Comment by sliken 7 hours ago

In computer manufacture speak dual channel = 2 x 64 bit = 128 bits wide.

So with 2 dimms or 4 you still get 128 bit wide memory. With DDR4 that means 2 channels x 64 bit each. With DDR5 that means 4 channels x 32 bit each.

Keep in mind that memory controller is in the CPU, which is where the DDR4/5 memory controller is. The motherboards job is to connect the right pins on the DIMMs to the right pins on the CPU socket. The days of a off chip memory controller/north bridge are long gone.

So if you look at an AM5 CPU it clearly states:

   * Memory Type: DDR5-only (no DDR4 compatibility).

   * Channels: 2 Channel (Dual-Channel).

   * Memory Width: 2x32-bit sub-channels (128-bit total for 2 sticks).

Comment by fluoridation 6 hours ago

Why are you quoting something that contradicts you? It clearly states it's a dual channel memory architecture with 32-bit subchannels. The fact the two words are used means they mean different things.

>In computer manufacture speak dual channel = 2 x 64 bit = 128 bits wide.
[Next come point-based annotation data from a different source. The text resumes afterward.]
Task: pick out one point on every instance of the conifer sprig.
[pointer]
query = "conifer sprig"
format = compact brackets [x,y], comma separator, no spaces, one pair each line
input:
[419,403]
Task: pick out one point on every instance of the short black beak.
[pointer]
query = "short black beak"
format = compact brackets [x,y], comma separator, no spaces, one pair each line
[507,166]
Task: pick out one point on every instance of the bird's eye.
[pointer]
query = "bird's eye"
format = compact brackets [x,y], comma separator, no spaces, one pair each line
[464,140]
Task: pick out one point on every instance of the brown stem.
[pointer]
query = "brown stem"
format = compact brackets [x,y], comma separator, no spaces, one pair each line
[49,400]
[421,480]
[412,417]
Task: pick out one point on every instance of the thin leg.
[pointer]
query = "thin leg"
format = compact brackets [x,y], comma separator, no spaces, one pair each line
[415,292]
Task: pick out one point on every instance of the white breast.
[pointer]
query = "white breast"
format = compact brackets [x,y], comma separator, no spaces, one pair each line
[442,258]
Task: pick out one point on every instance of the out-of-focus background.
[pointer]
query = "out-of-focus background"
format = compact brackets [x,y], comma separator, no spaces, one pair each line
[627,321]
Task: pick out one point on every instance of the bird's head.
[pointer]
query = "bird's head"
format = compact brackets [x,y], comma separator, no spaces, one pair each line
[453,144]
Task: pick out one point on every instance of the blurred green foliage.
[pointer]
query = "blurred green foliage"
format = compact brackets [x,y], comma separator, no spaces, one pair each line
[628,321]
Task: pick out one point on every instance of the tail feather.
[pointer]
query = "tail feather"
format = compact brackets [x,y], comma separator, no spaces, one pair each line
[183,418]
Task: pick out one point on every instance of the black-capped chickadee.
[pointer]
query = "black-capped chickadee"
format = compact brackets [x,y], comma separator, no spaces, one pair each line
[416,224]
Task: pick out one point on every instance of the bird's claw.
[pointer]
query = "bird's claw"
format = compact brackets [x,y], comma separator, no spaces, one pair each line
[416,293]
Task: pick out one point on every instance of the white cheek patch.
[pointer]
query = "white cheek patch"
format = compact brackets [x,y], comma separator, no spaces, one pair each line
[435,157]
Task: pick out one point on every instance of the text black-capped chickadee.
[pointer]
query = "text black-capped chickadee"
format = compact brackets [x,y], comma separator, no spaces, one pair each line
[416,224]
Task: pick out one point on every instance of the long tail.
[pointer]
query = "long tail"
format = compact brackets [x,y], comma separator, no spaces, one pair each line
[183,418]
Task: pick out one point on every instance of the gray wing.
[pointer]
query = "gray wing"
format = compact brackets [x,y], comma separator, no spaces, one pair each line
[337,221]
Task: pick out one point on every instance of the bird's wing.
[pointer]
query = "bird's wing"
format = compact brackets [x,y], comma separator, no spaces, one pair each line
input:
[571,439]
Yes, because AMD64 has 64-bit words. You can't satisfy a 64-bit load or store with just 32 bits (unless you take twice as long, of course). That you get 4 32-bit subchannels doesn't mean you can execute 4 simultaneous independent 32-bit memory operations. A 64-bit channel capable of a full operation still needs to be assembled out of multiple 32-bit subchannels. If you install a single stick you don't get any parallelism with your memory operations; i.e. the system runs in single channel mode, the single stick fulfilling only a single request at a time.

Comment by sliken 4 hours ago

AM5 is the AMD standard, it's accurate, seems rather pedantic to differentiate between 2 sub channels per dimm and saying 4 32 bit channels for a total of 128 bit.
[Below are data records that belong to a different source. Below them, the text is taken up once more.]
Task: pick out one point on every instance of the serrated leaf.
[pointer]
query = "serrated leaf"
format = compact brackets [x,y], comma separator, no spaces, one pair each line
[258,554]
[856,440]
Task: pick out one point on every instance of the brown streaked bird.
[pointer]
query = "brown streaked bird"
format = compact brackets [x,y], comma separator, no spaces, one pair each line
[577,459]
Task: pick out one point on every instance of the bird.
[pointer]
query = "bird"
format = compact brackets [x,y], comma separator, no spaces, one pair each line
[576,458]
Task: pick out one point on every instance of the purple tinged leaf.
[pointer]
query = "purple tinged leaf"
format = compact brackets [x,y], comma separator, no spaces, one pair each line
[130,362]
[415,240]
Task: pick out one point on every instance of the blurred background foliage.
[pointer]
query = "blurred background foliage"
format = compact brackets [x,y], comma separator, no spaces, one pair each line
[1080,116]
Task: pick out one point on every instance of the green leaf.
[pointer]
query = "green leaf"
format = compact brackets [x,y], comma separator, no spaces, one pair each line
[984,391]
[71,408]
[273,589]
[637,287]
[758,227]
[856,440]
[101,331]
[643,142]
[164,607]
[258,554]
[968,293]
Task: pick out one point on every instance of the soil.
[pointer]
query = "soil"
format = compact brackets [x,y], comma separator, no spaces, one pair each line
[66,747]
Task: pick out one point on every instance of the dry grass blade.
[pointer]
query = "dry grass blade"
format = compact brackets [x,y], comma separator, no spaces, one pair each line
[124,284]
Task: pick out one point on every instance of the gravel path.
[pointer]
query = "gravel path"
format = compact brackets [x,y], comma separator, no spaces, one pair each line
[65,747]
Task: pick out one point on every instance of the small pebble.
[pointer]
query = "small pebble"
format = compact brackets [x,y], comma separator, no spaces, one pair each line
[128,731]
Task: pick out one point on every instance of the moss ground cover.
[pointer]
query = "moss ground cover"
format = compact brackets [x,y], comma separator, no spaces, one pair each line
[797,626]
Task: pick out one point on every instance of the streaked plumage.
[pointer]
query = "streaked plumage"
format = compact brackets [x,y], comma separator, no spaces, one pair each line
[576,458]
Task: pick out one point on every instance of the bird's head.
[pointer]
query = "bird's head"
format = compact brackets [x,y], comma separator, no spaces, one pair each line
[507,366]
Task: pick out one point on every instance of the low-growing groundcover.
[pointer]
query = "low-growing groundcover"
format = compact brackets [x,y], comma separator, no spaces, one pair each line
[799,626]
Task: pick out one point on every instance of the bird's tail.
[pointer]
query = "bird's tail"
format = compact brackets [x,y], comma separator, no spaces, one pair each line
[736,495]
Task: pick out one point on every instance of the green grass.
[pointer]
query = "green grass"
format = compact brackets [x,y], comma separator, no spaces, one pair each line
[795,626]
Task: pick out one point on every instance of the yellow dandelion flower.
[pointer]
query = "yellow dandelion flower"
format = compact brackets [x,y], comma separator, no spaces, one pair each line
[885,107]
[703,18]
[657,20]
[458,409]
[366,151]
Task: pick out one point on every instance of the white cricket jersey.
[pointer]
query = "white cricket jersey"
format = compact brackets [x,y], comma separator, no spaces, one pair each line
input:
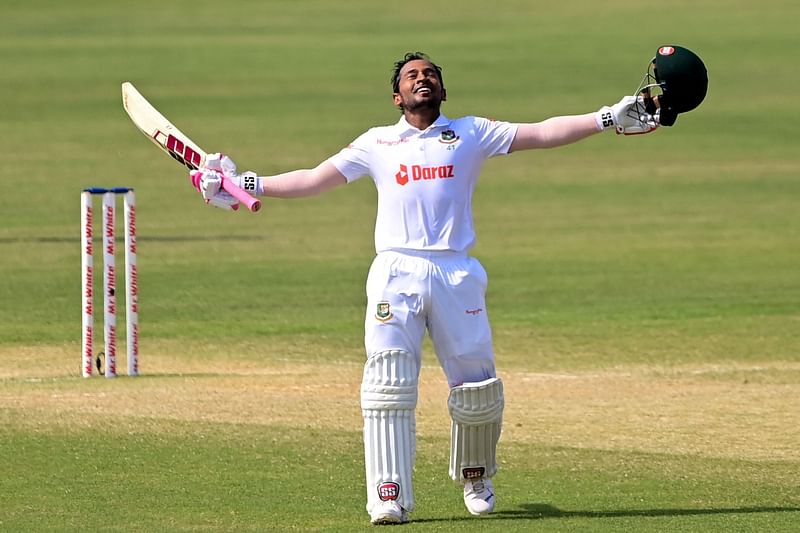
[425,179]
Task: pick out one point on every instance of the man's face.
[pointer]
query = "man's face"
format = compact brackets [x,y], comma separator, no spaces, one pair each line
[419,87]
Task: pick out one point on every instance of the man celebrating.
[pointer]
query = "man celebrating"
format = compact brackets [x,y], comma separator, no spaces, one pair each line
[425,168]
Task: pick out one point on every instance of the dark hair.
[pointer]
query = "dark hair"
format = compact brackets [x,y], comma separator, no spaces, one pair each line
[411,56]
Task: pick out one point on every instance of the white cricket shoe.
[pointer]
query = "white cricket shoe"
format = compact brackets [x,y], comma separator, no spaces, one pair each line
[479,496]
[387,513]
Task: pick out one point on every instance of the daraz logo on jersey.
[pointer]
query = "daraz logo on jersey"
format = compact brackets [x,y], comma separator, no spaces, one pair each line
[419,173]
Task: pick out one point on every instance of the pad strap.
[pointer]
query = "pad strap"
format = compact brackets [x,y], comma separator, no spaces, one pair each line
[388,400]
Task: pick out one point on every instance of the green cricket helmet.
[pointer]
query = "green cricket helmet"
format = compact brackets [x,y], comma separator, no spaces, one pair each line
[676,82]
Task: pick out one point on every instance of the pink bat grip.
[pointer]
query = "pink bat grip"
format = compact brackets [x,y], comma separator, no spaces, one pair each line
[253,204]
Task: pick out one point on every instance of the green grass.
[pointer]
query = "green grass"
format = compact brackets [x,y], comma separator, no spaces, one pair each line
[643,291]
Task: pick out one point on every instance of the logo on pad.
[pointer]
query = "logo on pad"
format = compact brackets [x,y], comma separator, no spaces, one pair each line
[383,312]
[388,491]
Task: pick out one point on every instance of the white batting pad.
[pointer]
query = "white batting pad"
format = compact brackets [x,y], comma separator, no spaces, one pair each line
[477,413]
[388,400]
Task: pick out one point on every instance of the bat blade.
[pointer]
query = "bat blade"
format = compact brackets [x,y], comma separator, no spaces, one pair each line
[173,141]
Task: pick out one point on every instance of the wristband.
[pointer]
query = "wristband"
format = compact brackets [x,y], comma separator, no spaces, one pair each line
[252,183]
[604,118]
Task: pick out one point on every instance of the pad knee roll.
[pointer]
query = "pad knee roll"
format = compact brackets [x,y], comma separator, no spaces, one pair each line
[476,410]
[388,400]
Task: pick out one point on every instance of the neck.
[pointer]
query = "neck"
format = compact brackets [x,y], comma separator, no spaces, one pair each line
[421,118]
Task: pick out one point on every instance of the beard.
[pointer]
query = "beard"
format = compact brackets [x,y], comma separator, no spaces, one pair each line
[421,104]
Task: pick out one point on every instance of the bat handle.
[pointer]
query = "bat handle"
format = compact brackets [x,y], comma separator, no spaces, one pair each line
[252,203]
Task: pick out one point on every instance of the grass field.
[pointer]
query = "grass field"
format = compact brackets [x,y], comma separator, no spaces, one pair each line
[644,292]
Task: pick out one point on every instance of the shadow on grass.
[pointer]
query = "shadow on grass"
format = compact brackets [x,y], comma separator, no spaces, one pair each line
[540,511]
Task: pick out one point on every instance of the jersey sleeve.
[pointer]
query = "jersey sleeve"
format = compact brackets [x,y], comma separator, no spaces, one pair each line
[353,160]
[494,136]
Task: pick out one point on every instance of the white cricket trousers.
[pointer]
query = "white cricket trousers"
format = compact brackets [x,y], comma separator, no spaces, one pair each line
[441,292]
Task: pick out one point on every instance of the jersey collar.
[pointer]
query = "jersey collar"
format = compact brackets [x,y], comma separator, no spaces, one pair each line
[403,127]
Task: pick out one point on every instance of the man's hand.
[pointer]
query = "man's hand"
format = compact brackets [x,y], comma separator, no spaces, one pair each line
[208,181]
[628,116]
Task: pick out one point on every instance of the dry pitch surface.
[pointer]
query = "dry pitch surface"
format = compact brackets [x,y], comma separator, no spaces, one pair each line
[718,411]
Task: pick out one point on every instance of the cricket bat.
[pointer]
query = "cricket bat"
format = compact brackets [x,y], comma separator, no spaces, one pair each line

However the motherboard vendors get annoyingly hide that from you by claiming DDR4 is dual channel (2 x 64 bit which means two outstanding cache misses, one per channel) and just glossing over the difference by saying DDR5 dual channel (4 x 32 bit which means 4 outstanding cache misses).
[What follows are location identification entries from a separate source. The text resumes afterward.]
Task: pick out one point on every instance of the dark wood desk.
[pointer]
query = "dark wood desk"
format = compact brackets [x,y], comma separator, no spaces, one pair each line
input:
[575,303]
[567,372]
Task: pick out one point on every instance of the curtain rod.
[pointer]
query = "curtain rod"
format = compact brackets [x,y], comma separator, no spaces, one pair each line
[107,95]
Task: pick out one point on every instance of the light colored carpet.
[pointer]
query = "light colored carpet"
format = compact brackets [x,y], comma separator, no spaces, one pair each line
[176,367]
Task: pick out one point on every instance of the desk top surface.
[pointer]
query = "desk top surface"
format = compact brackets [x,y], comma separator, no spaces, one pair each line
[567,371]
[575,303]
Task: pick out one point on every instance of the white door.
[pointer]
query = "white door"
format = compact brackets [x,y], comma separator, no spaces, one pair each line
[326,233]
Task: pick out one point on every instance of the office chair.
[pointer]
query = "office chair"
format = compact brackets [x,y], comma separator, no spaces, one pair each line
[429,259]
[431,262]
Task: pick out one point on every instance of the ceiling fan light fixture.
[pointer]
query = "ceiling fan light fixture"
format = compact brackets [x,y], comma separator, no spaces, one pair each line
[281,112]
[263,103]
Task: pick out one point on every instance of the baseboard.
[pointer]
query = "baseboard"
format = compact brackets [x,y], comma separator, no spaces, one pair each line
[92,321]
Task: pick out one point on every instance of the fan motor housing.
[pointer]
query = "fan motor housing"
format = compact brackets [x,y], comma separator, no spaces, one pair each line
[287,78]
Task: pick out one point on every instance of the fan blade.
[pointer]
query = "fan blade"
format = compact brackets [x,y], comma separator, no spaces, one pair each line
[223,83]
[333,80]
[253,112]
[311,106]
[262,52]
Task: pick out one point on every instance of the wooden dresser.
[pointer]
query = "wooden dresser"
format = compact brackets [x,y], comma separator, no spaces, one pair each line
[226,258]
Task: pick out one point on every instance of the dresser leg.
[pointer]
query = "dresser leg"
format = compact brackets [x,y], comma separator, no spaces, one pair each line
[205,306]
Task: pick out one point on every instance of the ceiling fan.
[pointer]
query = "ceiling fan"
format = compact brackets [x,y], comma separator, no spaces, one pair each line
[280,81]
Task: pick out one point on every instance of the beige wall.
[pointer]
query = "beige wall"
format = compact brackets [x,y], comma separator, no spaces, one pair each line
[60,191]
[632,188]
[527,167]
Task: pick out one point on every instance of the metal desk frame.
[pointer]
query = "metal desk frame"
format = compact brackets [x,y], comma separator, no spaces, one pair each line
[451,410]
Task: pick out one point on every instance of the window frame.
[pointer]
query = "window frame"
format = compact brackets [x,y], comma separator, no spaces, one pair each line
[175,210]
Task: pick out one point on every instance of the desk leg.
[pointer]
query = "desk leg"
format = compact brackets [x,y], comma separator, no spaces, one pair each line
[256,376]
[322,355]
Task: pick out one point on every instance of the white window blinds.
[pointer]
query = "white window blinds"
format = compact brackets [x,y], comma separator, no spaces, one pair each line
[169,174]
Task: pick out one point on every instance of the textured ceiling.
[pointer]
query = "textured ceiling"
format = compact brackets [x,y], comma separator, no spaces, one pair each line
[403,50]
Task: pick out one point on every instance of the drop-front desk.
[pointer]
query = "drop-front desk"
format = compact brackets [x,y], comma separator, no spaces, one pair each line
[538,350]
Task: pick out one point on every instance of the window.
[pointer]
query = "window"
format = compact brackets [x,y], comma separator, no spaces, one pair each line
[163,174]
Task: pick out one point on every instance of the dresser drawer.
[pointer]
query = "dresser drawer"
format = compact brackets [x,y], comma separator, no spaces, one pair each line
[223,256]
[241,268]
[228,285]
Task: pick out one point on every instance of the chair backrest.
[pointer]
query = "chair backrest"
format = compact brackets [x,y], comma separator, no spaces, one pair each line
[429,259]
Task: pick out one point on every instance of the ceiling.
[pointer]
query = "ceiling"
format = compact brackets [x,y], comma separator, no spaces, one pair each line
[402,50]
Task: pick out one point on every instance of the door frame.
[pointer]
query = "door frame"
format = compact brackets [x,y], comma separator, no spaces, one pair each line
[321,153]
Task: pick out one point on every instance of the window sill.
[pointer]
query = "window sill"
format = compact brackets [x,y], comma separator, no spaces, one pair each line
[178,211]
> Yes, because AMD64 has 64-bit words.

It's a bit more complicate than that. First you have 3 levels of cache, the last of which triggers a cache line load, which is 64 bytes (not 64 bits). That goes to one of the 4 channels, there's a long latency for the first 64 bits. Then there's the complications of opening the row, which makes the columns available, which can speed up things if you need more than one row. But the general idea is that you get at the maximum one cache line per channel after waiting for the memory latency.

So DDR4 on a 128 bit system can have 2 cache lines in flight. So 128 bytes * memory latency. On a DDR5 system you can have 4 cache lines in flight per memory latency. Sure you need the bandwidth and 32 bit channels have half the bandwidth per clock, but the trick is the memory bus spends most of it's time waiting on memory to start a transfer. So waiting 50ns then getting 32bit @ 8000 MT/sec isn't that different than waiting 50ns and getting 64 bit @ 8000MT/sec.

Each 32 bit subchannel can handle a unique address, which is turned into a row/column, and a separate transfer when done. So a normal DDR5 system can look up 4 addresses in parallel, wait for the memory latency and return a cache line of 64 bytes.

Even better when you have something like strix halo that actually has a 256 bit wide memory system (twice any normal tablet, laptop, or desktop), but also has 16 channels x 16 bit, so it can handle 16 cache misses in flight. I suspect this is mostly to get it's aggressive iGPU fed.

Comment by sliken 21 hours ago

> Quad-channel RAM is common on consumer desktops

Yes, but tablets, laptops, and normal (non-HEDT) desktops have 4 channels, 4x32 bit = 128 bit wide. Modern memory with DDR5 allows two 32 bit channels on a 64 bit dimm. The previous gen DDR4 would allow 1 64 bit channel on a 64 bit dimm.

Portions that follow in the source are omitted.